Model depicting the effect of hyperactive LRRK2 on AV transport and maturation. Normal LRRK2 activity allows for processive retrograde AV transport, facilitating en route fusion with lysosomal vesicles. Different motor adaptors (not shown) inhibit kinesin and promote dynein activity, resulting in processive retrograde motility. Hyperactive LRRK2 enhances recruitment of SPAG9/JIP4 to the autophagosomal membrane via binding to LRRK2-phosphorylated RABs, leading to an abnormal activation of kinesin and causing an unproductive tug-of-war between anterograde and retrograde motors. Disruption of processive AV transport is accompanied by inefficient autophagosome-lysosome fusion and impaired AV acidification

Further studies will be required to determine which specific LRRK2-phosphorylated RAB protein, or combination of RAB proteins, mediates SPAG9/JIP4 recruitment to the AV membrane. It will also be interesting to investigate if/how binding of SPAG9/JIP4 to phospho-RABs affects the coordinated regulation of the dynein and kinesin motors bound to AVs. These mechanistic studies will shed more light on the integrated regulation of AV trafficking in neurons.
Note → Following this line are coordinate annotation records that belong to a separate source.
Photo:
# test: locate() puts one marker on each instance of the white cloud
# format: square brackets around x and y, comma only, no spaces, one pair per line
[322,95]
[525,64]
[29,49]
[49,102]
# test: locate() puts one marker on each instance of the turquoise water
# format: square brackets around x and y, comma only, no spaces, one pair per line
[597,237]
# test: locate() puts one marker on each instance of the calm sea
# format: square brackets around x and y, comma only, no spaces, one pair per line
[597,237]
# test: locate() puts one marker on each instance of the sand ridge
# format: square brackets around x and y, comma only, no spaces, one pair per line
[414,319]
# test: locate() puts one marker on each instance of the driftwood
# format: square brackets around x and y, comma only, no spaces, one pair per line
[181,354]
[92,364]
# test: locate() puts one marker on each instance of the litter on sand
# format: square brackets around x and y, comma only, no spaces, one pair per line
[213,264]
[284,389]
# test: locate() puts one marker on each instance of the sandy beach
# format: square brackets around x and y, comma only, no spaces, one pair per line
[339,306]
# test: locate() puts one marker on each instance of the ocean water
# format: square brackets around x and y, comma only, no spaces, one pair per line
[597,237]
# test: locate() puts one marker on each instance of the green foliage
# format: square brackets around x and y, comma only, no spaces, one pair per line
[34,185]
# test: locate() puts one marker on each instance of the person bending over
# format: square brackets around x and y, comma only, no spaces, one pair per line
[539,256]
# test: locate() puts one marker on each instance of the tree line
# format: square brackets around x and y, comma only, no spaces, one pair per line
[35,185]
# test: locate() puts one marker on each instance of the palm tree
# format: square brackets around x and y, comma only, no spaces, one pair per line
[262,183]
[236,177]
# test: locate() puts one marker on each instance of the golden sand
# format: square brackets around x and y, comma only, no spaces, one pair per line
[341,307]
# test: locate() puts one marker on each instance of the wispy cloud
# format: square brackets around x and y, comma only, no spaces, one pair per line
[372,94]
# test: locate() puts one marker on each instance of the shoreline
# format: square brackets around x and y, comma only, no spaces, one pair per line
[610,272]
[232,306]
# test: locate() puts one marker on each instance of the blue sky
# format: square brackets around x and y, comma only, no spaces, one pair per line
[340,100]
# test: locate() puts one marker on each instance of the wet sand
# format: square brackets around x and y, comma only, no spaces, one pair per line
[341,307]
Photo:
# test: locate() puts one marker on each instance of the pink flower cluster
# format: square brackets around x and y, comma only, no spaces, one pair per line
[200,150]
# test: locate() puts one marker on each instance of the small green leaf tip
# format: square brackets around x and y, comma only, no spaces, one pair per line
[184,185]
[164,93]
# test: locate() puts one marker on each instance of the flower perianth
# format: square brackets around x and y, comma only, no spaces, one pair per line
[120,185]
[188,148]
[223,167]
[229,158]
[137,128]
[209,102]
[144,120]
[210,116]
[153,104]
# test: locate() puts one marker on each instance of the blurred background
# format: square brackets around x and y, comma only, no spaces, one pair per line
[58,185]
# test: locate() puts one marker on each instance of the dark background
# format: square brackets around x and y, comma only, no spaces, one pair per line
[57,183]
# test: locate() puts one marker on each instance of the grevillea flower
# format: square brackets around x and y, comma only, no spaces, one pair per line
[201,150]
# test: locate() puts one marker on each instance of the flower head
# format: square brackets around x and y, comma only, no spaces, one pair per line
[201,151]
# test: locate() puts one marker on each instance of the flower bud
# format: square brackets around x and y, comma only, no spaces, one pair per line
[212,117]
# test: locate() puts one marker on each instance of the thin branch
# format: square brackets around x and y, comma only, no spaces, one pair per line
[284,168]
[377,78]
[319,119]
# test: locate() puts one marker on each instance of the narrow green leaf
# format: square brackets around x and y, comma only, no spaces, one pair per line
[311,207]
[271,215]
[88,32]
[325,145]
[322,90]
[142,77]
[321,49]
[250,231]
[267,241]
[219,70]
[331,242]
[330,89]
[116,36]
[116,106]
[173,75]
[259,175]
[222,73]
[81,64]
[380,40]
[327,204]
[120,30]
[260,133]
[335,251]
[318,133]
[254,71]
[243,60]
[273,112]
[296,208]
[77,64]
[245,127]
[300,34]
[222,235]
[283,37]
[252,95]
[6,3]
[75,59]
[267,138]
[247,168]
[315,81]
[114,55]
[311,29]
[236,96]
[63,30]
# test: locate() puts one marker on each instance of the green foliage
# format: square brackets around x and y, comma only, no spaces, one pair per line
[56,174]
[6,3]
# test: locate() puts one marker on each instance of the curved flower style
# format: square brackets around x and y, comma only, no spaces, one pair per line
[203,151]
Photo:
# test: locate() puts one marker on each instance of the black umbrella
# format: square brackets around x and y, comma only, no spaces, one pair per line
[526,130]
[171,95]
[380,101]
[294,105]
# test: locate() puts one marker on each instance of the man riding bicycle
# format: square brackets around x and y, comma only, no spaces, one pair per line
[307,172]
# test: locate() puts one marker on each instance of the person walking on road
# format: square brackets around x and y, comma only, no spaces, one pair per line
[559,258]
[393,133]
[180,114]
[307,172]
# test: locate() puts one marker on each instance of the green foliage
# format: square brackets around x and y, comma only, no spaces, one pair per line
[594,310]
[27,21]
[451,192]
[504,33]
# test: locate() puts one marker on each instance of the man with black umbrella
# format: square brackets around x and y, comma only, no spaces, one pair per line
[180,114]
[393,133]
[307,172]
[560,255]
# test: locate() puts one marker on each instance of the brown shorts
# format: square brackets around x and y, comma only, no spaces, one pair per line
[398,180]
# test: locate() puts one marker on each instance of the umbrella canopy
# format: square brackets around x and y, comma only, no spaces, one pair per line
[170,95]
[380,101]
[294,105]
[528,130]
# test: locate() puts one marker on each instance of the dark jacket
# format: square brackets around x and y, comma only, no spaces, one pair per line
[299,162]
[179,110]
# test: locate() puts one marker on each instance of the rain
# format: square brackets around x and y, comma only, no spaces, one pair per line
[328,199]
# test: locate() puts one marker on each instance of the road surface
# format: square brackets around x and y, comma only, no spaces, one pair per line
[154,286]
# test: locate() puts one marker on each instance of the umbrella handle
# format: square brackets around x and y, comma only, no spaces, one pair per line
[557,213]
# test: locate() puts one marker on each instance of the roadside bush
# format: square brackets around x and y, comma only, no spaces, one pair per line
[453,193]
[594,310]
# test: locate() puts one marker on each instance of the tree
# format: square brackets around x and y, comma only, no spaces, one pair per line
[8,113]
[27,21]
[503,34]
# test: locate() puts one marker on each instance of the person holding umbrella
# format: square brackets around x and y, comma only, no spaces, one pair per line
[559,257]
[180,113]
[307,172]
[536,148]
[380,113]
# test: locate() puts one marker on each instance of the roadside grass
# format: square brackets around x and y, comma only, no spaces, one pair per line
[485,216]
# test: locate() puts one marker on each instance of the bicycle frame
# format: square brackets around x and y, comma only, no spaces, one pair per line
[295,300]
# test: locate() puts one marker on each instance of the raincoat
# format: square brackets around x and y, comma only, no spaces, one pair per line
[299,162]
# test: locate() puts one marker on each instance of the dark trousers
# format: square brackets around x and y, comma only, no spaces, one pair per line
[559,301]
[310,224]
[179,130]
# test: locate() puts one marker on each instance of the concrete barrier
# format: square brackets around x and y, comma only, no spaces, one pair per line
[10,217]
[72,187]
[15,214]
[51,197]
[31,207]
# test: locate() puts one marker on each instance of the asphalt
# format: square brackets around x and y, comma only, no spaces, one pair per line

Another intriguing question is how the observed impairment of AV transport may contribute to neurodegeneration in PD. Previous reports have found that efficient autophagosome-lysosome fusion in the axon is dependent on retrograde AV transport. Using an mCherry-EGFP-LC3 tandem construct to assess AV acidification, we observed a lower percentage of acidified AVs in the proximal axon of G2019S KI neurons, suggesting that disruption of AV transport by LRRK2^G2019S impairs maturation of axonal autophagosomes. We speculate that deficient transport and inefficient acidification cause a delay in the degradation of cargos engulfed by axonal AVs. This delay may, over time, lead to the accumulation of protein aggregates and/or dysfunctional organelles in the axon. It is interesting to note that SNCA/alpha-synuclein, a key protein in PD pathology, is an established substrate of autophagy and predominantly found in the distal axon, the primary location of AV biogenesis. Multiple groups have reported exacerbated formation of SNCA aggregates in axons of LRRK2^G2019S neurons after treatment with pre-formed fibrils of SNCA. One possible explanation is that the observed defect in AV transport impairs efficient clearance of SNCA from the axon, making LRRK2^G2019S neurons more vulnerable to aggregate formation when seeded by pre-formed fibrils.

In summary, our study links pathogenic hyperactivation of LRRK2 to defects in neuronal AV transport. The impairment of AV transport induced by LRRK2^G2019S is remarkably consistent across three different model systems. Downstream of hyperactive LRRK2, our work implicates recruitment of the motor adaptor SPAG9/JIP4 in the disruption of AV transport, inducing abnormal activation of kinesin and thereby causing an unproductive tug-of-war between anterograde and retrograde motors bound to AVs. Our findings show that hyperactivation of LRRK2 causes defects in transport and maturation of neuronal autophagosomes, further establishing autophagy as a key pathway in PD pathogenesis.

Funding Statement

This work was supported by the German Research Foundation (BO 5434/1-1 to C.A.B.), the National Institutes of Health (R37 NS060698 to E.L.F.H.), and the Michael J. Fox Foundation (grant 15100 to E.L.F.H.).

Disclosure statement

No potential conflict of interest was reported by the author(s).